In fact, according to the Product Development Institute, new products and services account for more than 25 percent of total revenue and profits across industries, and companies that focus on creating new offerings while maintaining core competencies across functions grow faster than their peers.
But beware; McKinsey reports that 50 percent of new product launches do not meet their targets. If you need to add to your portfolio to grow revenue, make sure you invest the time to truly understand the total addressable market, value proposition, target clients, competition, and market window from the start. Then use feedback from current customers, potential customers, sales, marketing, and other stakeholders to ensure that your new offering is easy to sell, try, and buy.
- Optimize Sales Channels
Most high growth sales organizations have many routes to market that are highly aligned with target customer demand. Once you figure out the best path your products and services should take to make them easy to sell and buy, your next steps are to ensure that you have the right distribution partners, the right incentives, and the right sales enablement to make it happen.
Most distributors and resellers will sell what is easiest and most profitable to sell. Optimizing sales channels is as much about creating an aligned path of least resistance as anything else. Make the sales process as simple, meaningful, and profitable as possible.
The challenge is that the majority of sales alliances fall short of expectations due to misalignment, weak commitment, and reactive execution. To get the most from your sales channels, make sure that you agree upon your desired results, align go-to-market strategies, incentivize the right behaviors, track progress, and provide high levels of sales support and enablement.

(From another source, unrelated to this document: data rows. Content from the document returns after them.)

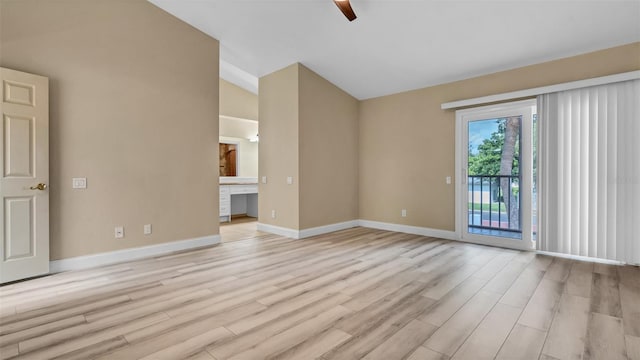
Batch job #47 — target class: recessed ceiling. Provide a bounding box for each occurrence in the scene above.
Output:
[150,0,640,99]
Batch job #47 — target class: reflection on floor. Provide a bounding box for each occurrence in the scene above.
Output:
[220,216,266,242]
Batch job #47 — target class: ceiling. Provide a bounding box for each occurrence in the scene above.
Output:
[150,0,640,99]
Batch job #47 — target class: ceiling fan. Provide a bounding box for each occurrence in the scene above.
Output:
[333,0,357,21]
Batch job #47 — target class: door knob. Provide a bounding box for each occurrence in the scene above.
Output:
[29,183,47,190]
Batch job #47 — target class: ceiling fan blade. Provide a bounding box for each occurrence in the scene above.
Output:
[333,0,357,21]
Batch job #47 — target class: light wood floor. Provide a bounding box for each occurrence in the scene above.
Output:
[0,228,640,360]
[220,216,267,242]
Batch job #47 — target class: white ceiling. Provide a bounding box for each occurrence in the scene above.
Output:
[150,0,640,99]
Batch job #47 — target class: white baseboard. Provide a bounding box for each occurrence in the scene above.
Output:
[536,250,632,265]
[49,235,220,273]
[257,223,299,239]
[258,220,460,240]
[358,220,460,241]
[258,220,359,239]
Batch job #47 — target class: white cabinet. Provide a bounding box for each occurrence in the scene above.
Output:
[220,184,258,221]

- Align Sales Culture and Sales Strategy
Sales culture – how sales related work gets done – accounts for 40% of the difference between high and low performing sales teams in terms of revenue growth, profitability, customer retention, and sales leader effectiveness. Once your go-to-market sales strategy is clear enough, your next step is to ensure that your sales culture is healthy, high performing, and aligned with your sales strategy.
That means (1) assessing sales force engagement and taking action, (2) making certain that sales performance expectations are clear with high levels of accountability, and (3) ensuring that how you treat customers, make decisions, and operate as a business is 100 percent aligned with how you want to win in the marketplace.
- Improve Salesforce Capabilities
Sales talent accounts for 29% of the difference between high and low performing sales teams in terms of revenue growth, profitability, customer retention, and sales leader effectiveness. If you want to grow the top line, make sure that you know how to attract, develop, engage, and retain top sales talent that fit your business model and sales culture.
Fundamentally, selling is about moving someone else to action through influencing, inspiring, and adding value. And B2B solution selling is only getting harder. Gartner recently reported that the typical buying group for a complex B2B solution involves six to ten decision-makers.
Invest in business sales training to ensure that your sales team can get above the noise and have more than a “commoditized, reactive, and tactical sales conversation.” High performing sales teams get qualified meetings, identify what matters most to their clients, and articulate how they can help their clients to succeed in a way that makes sense for their unique situation, budget, timeframe, and objectives.
The Bottom Line
Are you being strategic about the way you intend to grow revenue? Be smart about the choices you make. No one method fits all. Select the one or two that best fit your business, your team, and your goals.